DNA, deoxyribonucleic acid, carries the genetic instructions for all known life. Understanding DNA’s structure and function reveals how traits are inherited, how proteins are made, and how evolution occurs. Genetics, the study of heredity, has transformed medicine, agriculture, and our understanding of life itself.
DNA and Genetics
DNA’s structure was discovered in 1953 by James Watson and Francis Crick, building on X-ray diffraction images from Rosalind Franklin and Maurice Wilkins. The double helix—two strands twisted around each other—immediately suggested how genetic information could be stored and copied. This discovery launched molecular biology.
DNA consists of nucleotides, each containing sugar (deoxyribose), phosphate group, and nitrogen base. Four bases—adenine (A), thymine (T), guanine (G), cytosine (C)—form the genetic alphabet. Base pairing rules are simple: A always pairs with T, G always pairs with C. This complementarity enables replication.
The double helix stores information in base sequence. Just as letters combine into words, bases combine into genes specifying proteins. Human genome contains about 3 billion base pairs, carrying instructions for all proteins body makes. Sequence differences between individuals account for genetic variation.
Genes are DNA segments coding for proteins. Each gene’s base sequence determines amino acid sequence of corresponding protein. Proteins perform most cellular functions—structural, enzymatic, signaling. Through proteins, genes influence everything from eye color to disease risk.

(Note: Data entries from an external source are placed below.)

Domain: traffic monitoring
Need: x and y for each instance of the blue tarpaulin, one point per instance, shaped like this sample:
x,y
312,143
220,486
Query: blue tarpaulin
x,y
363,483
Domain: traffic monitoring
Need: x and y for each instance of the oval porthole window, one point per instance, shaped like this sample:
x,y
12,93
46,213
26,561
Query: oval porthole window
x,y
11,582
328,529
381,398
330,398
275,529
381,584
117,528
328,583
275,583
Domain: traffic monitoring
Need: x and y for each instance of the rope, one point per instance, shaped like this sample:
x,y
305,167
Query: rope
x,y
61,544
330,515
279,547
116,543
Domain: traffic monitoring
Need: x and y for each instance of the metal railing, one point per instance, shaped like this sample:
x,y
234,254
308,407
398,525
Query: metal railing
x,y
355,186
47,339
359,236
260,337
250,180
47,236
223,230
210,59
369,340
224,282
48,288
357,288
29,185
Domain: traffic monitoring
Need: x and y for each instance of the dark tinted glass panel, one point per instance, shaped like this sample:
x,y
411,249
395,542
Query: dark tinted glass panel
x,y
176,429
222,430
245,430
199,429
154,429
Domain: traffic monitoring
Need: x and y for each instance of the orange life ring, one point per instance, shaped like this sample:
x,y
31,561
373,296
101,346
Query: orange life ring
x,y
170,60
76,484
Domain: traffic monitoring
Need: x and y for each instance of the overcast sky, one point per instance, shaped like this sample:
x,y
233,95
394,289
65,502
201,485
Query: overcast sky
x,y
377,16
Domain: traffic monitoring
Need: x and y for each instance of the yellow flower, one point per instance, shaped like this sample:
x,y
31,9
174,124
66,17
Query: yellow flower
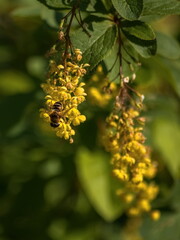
x,y
64,93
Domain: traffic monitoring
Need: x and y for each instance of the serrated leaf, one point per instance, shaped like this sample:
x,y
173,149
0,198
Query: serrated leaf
x,y
128,9
161,7
145,51
167,139
100,48
167,46
138,32
94,174
96,47
57,4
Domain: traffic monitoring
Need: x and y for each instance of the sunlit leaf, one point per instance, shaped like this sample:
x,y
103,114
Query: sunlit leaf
x,y
128,9
99,43
167,46
161,7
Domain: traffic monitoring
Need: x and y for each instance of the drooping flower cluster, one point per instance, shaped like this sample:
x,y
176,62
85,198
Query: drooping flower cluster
x,y
130,157
64,93
97,92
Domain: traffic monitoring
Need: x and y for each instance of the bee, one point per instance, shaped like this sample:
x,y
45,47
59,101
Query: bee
x,y
55,115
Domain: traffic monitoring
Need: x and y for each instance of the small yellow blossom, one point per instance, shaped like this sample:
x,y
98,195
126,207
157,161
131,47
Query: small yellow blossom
x,y
131,161
155,215
64,93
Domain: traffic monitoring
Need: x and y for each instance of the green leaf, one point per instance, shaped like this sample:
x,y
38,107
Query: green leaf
x,y
145,51
94,173
138,32
161,7
57,4
128,9
96,47
141,37
167,46
14,82
166,140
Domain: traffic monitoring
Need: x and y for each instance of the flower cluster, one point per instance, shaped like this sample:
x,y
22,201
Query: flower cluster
x,y
98,93
64,93
130,157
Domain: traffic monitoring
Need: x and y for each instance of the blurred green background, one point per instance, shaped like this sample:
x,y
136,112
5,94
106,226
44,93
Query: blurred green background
x,y
51,190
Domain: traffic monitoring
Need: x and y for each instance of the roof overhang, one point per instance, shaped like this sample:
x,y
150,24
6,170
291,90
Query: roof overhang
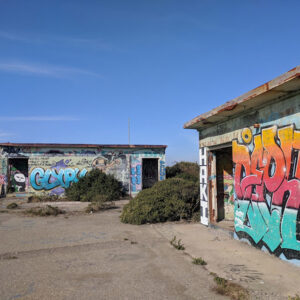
x,y
279,87
49,145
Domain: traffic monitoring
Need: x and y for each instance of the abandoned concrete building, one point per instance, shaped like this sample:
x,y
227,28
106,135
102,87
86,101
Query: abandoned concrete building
x,y
50,168
249,155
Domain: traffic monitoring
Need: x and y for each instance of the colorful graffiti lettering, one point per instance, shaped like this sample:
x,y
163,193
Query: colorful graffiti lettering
x,y
267,187
51,178
136,175
162,170
203,186
2,184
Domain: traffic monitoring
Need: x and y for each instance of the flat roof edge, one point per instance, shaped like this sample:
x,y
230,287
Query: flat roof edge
x,y
51,145
230,105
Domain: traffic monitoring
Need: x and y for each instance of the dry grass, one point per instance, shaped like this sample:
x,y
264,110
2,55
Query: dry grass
x,y
12,205
177,244
45,198
230,289
45,211
296,297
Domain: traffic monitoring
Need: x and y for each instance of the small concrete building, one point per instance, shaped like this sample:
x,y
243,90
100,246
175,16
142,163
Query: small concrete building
x,y
249,155
50,168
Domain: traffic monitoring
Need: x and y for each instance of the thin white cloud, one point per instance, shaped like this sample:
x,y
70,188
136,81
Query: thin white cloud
x,y
96,43
44,70
12,37
4,134
39,118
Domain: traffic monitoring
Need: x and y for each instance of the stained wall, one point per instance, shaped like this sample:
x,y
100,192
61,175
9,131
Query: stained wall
x,y
51,170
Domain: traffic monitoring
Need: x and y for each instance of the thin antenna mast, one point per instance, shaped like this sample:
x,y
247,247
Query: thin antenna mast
x,y
128,131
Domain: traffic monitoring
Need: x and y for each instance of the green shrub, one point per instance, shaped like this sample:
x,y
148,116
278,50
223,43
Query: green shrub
x,y
12,205
45,211
168,200
185,170
177,243
92,185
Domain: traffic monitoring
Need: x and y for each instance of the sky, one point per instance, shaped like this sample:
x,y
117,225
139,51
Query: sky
x,y
74,71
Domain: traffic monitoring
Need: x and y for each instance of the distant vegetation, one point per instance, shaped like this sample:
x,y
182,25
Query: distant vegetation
x,y
93,186
170,200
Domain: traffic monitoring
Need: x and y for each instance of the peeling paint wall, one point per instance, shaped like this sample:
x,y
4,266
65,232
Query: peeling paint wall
x,y
266,159
52,170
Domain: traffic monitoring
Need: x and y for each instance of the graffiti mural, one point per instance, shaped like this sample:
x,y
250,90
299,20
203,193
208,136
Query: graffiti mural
x,y
162,170
49,179
2,183
114,163
136,175
56,177
203,186
267,188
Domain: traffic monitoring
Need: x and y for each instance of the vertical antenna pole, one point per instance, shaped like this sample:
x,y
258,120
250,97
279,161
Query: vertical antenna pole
x,y
128,131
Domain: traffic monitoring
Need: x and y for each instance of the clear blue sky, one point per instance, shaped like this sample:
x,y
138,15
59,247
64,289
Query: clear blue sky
x,y
74,71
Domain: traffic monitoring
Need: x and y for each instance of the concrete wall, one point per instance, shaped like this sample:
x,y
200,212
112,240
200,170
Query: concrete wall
x,y
266,161
51,170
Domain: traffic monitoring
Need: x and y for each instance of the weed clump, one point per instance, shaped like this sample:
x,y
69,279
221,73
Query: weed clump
x,y
296,297
230,289
169,200
45,211
95,184
45,198
12,205
199,261
177,244
99,203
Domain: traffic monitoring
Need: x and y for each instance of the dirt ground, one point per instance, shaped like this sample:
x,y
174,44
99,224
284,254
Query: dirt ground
x,y
95,256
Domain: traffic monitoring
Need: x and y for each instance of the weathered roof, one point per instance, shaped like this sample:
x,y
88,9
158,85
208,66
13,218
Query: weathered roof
x,y
280,86
50,145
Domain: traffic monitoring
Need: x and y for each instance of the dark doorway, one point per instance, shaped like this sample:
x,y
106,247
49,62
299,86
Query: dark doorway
x,y
149,172
17,174
225,189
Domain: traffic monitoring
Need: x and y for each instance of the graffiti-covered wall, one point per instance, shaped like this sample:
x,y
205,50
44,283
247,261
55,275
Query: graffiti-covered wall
x,y
51,170
267,188
266,170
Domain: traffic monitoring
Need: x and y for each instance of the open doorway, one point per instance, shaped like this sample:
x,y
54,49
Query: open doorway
x,y
149,172
17,175
224,183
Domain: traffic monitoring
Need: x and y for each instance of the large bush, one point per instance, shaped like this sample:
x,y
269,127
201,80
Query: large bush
x,y
168,200
94,184
185,170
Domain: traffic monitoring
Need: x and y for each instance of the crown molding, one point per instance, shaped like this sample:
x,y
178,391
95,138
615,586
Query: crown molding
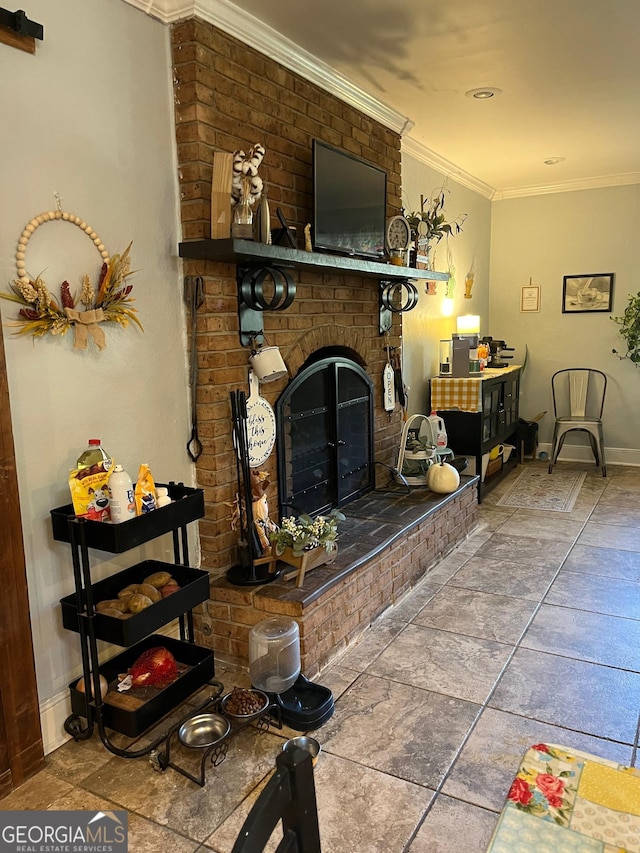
x,y
248,29
598,182
445,167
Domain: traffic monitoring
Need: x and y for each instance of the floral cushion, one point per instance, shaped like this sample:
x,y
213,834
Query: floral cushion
x,y
570,802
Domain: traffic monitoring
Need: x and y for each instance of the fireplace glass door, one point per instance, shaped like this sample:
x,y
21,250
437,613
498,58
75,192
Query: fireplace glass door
x,y
324,437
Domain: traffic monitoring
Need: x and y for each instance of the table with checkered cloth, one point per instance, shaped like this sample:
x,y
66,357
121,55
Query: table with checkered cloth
x,y
451,393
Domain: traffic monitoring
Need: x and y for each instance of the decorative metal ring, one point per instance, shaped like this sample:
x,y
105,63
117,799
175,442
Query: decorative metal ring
x,y
390,290
252,289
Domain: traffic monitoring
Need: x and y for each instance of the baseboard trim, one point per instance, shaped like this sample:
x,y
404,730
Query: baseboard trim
x,y
579,453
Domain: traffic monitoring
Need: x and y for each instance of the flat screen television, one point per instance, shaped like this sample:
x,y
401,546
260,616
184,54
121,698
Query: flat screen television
x,y
350,203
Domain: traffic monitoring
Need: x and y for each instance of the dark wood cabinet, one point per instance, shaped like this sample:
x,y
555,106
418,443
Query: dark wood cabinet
x,y
475,434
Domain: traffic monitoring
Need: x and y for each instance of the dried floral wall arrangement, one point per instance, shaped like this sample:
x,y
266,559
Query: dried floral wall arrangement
x,y
42,314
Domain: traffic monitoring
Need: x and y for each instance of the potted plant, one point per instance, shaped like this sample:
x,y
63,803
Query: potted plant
x,y
306,542
304,534
429,224
629,330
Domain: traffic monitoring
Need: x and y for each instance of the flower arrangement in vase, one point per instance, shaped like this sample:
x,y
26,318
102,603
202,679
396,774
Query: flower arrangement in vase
x,y
305,534
429,225
306,542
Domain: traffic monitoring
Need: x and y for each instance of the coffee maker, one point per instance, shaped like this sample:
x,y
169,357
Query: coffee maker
x,y
497,349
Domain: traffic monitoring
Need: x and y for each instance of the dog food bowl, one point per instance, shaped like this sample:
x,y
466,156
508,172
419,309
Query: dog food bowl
x,y
203,730
224,705
308,744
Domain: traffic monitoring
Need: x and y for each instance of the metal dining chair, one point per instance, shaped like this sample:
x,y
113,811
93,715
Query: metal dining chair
x,y
290,796
578,402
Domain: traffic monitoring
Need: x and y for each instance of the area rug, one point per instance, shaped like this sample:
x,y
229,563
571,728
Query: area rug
x,y
536,489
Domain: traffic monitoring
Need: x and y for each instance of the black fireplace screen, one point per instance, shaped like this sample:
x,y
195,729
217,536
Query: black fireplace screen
x,y
325,437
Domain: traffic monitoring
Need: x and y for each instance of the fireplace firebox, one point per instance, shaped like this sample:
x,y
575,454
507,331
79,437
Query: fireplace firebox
x,y
325,437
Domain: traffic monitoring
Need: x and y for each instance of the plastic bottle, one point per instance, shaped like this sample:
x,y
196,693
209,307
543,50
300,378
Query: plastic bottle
x,y
95,454
122,501
438,431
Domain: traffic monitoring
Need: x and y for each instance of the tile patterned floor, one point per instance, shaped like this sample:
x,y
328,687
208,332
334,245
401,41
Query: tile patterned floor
x,y
527,632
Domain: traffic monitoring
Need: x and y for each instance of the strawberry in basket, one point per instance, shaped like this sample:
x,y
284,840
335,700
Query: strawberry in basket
x,y
154,668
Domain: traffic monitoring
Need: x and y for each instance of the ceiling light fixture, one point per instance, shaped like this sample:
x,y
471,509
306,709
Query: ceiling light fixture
x,y
483,94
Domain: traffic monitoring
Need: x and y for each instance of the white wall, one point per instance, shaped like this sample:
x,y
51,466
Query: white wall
x,y
435,316
543,238
91,116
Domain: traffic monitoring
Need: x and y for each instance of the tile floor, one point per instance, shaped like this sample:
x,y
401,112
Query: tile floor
x,y
529,631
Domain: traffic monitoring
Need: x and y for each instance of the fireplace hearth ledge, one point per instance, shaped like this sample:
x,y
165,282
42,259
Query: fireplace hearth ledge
x,y
373,523
387,544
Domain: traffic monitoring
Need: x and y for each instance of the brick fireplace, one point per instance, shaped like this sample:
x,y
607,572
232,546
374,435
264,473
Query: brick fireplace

DNA replication ensures genetic continuity. Double helix unwinds; each strand serves as template for new complementary strand. Resulting two DNA molecules each contain one original and one new strand. This semi-conservative replication passes genetic information accurately to daughter cells.
Mutations are changes in DNA sequence. They arise from replication errors, environmental damage, or chemical exposures. Most mutations are neutral or harmful, but some provide beneficial variation natural selection acts upon. Mutation is ultimate source of all genetic variation.
Central dogma describes information flow: DNA transcribed to RNA, RNA translated to protein. Transcription copies gene sequence into messenger RNA (mRNA). Translation reads mRNA to assemble amino acids into protein. This flow—DNA to RNA to protein—governs all cellular life.
RNA differs from DNA. RNA has ribose sugar instead of deoxyribose, uracil (U) instead of thymine (T), and is usually single-stranded. Various RNA types—messenger RNA, transfer RNA, ribosomal RNA—collaborate in protein synthesis. Some viruses use RNA as genetic material.
Genetic code translates nucleic acid language to protein language. Three-base codons specify amino acids. With four bases, 64 possible codons code for 20 amino acids plus stop signals. Code is nearly universal across life, strong evidence for common ancestry.
Chromosomes package DNA. Human cells contain 23 chromosome pairs, 46 total. Each chromosome is single DNA molecule wrapped around proteins, enormously compressed. Chromosomes become visible during cell division. Karyotypes display chromosomes arranged by size and banding patterns.
Inheritance follows patterns discovered by Gregor Mendel in 1860s. Dominant alleles mask recessive ones. Homozygous individuals have two identical alleles; heterozygous have different alleles. Phenotype (observable trait) depends on genotype (genetic makeup) and environment.
Sex chromosomes determine biological sex. Humans have X and Y chromosomes. Females typically have XX; males XY. X chromosome carries many genes; Y primarily determines maleness. Sex-linked traits like color blindness follow inheritance patterns reflecting chromosome distribution.
Epigenetics adds complexity beyond DNA sequence. Chemical modifications to DNA or associated proteins affect gene expression without changing sequence. Environmental factors can influence epigenetic patterns, sometimes persisting across generations. Epigenetics helps explain how identical twins diverge.
Genetic technology advances rapidly. PCR amplifies tiny DNA samples. DNA sequencing reads genetic code. CRISPR enables precise gene editing. Genetic testing identifies disease risks. These tools raise ethical questions about privacy, discrimination, and human enhancement.
DNA evidence solves crimes, establishes paternity, traces ancestry, and identifies remains. Its uniqueness to individuals (except identical twins) makes it powerful identifier. DNA databases raise privacy concerns balanced against investigative utility.
Understanding genetics empowers medical decisions and reveals human connections. We share 99.9% of DNA with each other, 98% with chimpanzees, and traces with all life. DNA is both deeply personal and universally shared—the common thread of life on Earth.